Référence : 2023 CF 372

[TRADUCTION FRANÇAISE]

Ottawa (Ontario), le 20 mars 2023

En présence de monsieur le juge Zinn

ENTRE :

AFSHAN NIKHAT

demanderesse

et

PROCUREUR GÉNÉRAL DU CANADA

défendeur

JUGEMENT ET MOTIFS

[1] Mme Nikhat demande à la Cour d’annuler la décision par laquelle la division d’appel du Tribunal de la sécurité sociale du Canada [la division d’appel] a refusé de lui accorder l’autorisation d’interjeter appel de la décision de la division générale du Tribunal de la sécurité sociale du Canada [la division générale] portant qu’elle n’était pas admissible aux prestations d’assurance-emploi parce qu’elle n’était pas disponible pour travailler.

[2] Je conclus que la décision de la division d’appel est raisonnable. Par conséquent, comme je l’ai expliqué au cours de l’audience, la présente demande doit être rejetée.

[3] Mme Nikhat a reçu des prestations d’assurance-emploi d’urgence [PAEU] du 15 mars 2020 au 26 septembre 2020. À la fin de la période d’admissibilité aux PAEU, celles-ci sont automatiquement devenues des prestations régulières d’assurance-emploi pour la période du 27 septembre 2020 au 21 août 2021.

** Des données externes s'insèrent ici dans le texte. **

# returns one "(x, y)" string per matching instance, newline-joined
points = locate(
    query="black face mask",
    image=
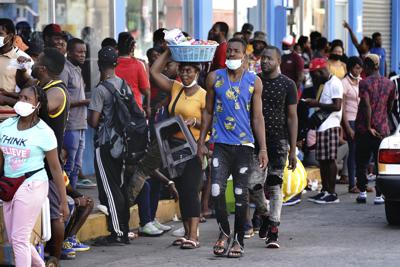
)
(335, 57)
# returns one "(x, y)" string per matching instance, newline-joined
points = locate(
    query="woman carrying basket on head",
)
(187, 100)
(25, 141)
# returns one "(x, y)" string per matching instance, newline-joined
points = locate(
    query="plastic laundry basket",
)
(193, 53)
(229, 196)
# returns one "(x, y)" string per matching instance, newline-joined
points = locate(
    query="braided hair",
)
(41, 97)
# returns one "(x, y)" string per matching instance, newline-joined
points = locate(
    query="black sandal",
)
(179, 241)
(190, 244)
(221, 247)
(234, 253)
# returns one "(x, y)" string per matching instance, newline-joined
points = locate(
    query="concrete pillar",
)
(202, 18)
(276, 22)
(395, 57)
(330, 19)
(119, 17)
(355, 22)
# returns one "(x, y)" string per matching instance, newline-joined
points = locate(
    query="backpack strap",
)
(176, 101)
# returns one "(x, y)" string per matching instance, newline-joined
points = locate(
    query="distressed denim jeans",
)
(235, 160)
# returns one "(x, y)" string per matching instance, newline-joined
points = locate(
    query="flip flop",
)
(85, 184)
(179, 241)
(190, 244)
(132, 235)
(234, 254)
(221, 245)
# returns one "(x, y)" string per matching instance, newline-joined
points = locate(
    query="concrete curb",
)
(96, 224)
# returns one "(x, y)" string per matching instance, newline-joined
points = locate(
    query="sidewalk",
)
(343, 234)
(96, 224)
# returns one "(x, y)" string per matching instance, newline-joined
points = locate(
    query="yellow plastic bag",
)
(294, 182)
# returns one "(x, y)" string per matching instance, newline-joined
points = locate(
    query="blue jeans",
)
(143, 202)
(155, 189)
(351, 160)
(74, 144)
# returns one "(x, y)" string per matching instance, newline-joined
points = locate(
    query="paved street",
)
(344, 234)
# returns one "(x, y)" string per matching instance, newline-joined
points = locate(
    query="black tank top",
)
(58, 121)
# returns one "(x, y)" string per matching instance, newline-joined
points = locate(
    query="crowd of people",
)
(253, 110)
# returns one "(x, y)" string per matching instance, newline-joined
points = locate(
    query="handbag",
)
(162, 112)
(8, 186)
(317, 118)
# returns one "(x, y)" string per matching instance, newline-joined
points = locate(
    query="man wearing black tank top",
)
(46, 70)
(279, 98)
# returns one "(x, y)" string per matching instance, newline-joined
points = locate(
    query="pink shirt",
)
(350, 91)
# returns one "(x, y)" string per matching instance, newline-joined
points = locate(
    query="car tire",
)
(392, 209)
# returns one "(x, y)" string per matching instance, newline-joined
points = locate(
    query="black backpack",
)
(130, 131)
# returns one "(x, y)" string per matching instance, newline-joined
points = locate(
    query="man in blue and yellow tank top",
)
(232, 95)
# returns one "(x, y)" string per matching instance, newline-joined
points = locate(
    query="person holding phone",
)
(25, 141)
(377, 95)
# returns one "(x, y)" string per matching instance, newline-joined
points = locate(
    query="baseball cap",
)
(260, 37)
(52, 29)
(318, 63)
(108, 55)
(288, 40)
(374, 58)
(247, 28)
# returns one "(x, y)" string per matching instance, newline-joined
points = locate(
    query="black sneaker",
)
(111, 241)
(362, 198)
(328, 199)
(256, 221)
(262, 233)
(272, 238)
(293, 201)
(318, 196)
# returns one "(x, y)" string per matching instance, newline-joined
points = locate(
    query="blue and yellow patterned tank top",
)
(231, 122)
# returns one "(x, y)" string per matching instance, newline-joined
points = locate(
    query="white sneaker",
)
(149, 230)
(179, 232)
(379, 200)
(161, 227)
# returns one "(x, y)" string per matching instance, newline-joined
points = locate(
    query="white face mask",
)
(233, 64)
(1, 41)
(192, 84)
(24, 109)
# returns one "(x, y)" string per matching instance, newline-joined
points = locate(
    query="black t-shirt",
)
(277, 95)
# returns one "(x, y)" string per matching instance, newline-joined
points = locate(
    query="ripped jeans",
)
(235, 160)
(277, 155)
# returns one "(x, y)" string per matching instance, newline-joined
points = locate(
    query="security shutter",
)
(377, 18)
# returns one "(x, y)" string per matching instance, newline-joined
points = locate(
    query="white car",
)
(388, 179)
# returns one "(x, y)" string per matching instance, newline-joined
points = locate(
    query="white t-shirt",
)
(333, 89)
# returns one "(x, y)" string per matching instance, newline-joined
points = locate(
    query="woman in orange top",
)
(189, 99)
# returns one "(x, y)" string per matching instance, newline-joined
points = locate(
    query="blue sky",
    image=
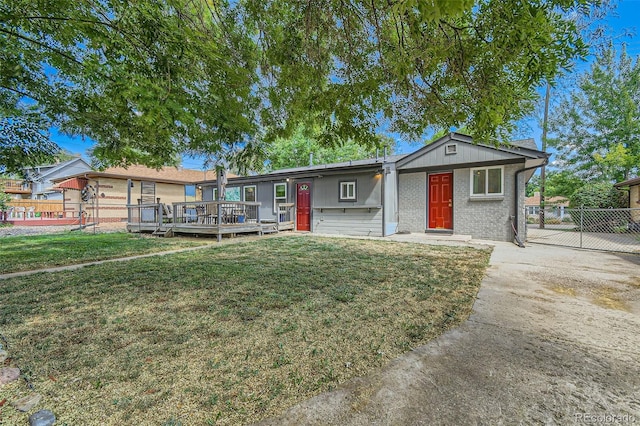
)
(626, 19)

[4] Mme Nikhat devait remplir des déclarations pour prouver qu’elle avait droit à des prestations pour chaque semaine où elle en demandait. Elle a produit ces déclarations pour toute la période en cause dans lesquelles elle a indiqué qu’elle était disponible pour travailler.

[5] Mme Nikhat a communiqué avec la Commission de l’assurance-emploi du Canada [la Commission] le 1er septembre 2021 et, d’après ses déclarations, la Commission a déterminé qu’elle n’avait pas été disponible pour travailler à partir du 27 septembre 2020, car elle prenait soin de son fils. Elle avait déjà reçu des prestations pendant cette période, ce qui a donné lieu à un trop-payé de 23 500 $, qu’on lui a demandé de rembourser.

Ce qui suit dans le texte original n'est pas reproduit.